Figure 1. Sox21a is required for EB differentiation.

(a) Model of intestinal stem cell (ISC) lineages. The markers used in this study are Delta (Dl)-GFP/lacZ: ISC, escargot (esg)-Gal4 or Armadillo (Arm): progenitors (ISC+EB), Su(H)GBE-Gal4/lacZ: EB, Prospero (Pros): enteroendocrine cells (EE), Pdm1 or Myo1A-Gal4: enterocytes (EC). (b,c) Anterior midgut (AMG) of control fly and fly expressing a Sox21a-RNAi transgene in EBs for 14 days at 29 °C. Nuclei are stained for 4′,6-diamidino-2-phenylindole (DAPI; blue).
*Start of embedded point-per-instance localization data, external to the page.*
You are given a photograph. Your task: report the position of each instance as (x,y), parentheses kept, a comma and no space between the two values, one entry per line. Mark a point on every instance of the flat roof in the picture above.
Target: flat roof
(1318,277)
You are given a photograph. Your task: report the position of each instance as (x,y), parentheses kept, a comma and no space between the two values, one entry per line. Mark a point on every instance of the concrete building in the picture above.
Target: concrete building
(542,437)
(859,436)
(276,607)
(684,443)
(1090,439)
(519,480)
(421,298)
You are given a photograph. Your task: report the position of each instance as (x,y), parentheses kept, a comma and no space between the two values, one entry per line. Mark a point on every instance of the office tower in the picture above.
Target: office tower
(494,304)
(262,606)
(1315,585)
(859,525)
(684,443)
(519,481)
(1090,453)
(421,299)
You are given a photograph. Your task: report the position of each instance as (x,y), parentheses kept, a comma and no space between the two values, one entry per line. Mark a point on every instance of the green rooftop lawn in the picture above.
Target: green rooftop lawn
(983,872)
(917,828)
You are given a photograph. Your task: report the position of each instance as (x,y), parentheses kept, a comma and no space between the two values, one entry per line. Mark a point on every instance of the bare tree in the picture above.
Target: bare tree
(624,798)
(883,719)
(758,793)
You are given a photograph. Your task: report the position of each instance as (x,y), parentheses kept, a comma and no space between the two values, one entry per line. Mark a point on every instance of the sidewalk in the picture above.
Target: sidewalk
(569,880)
EBs express GBE>GFP (green). (d) Schematic representation of Sox21a mutant alleles generated with CRISPR/Cas9 method. Sequences deleted are represented with dashed line. (e-g) Representative images of GFP-labelled MARCM clones from AMG of flies with indicated genotypes at 7 days after clone induction (ACI). Pdm1 (red) and Pros (blue). (h), Quantification of MARCM clone size for both AMG and posterior midgut (PMG) of experiments in e-g. Mean and s.e.m. are shown in h, with 136, 160, 221, 324, 166 and 274 clones (left to right) scored from 16 flies as a representative of three independent experiments. P values from Student's t-test (*P<0.05; **P<0.01; ***P<0.001). One representative image from 16 midguts tested in one experiment, which was repeated three times, is shown in b,c and e-g.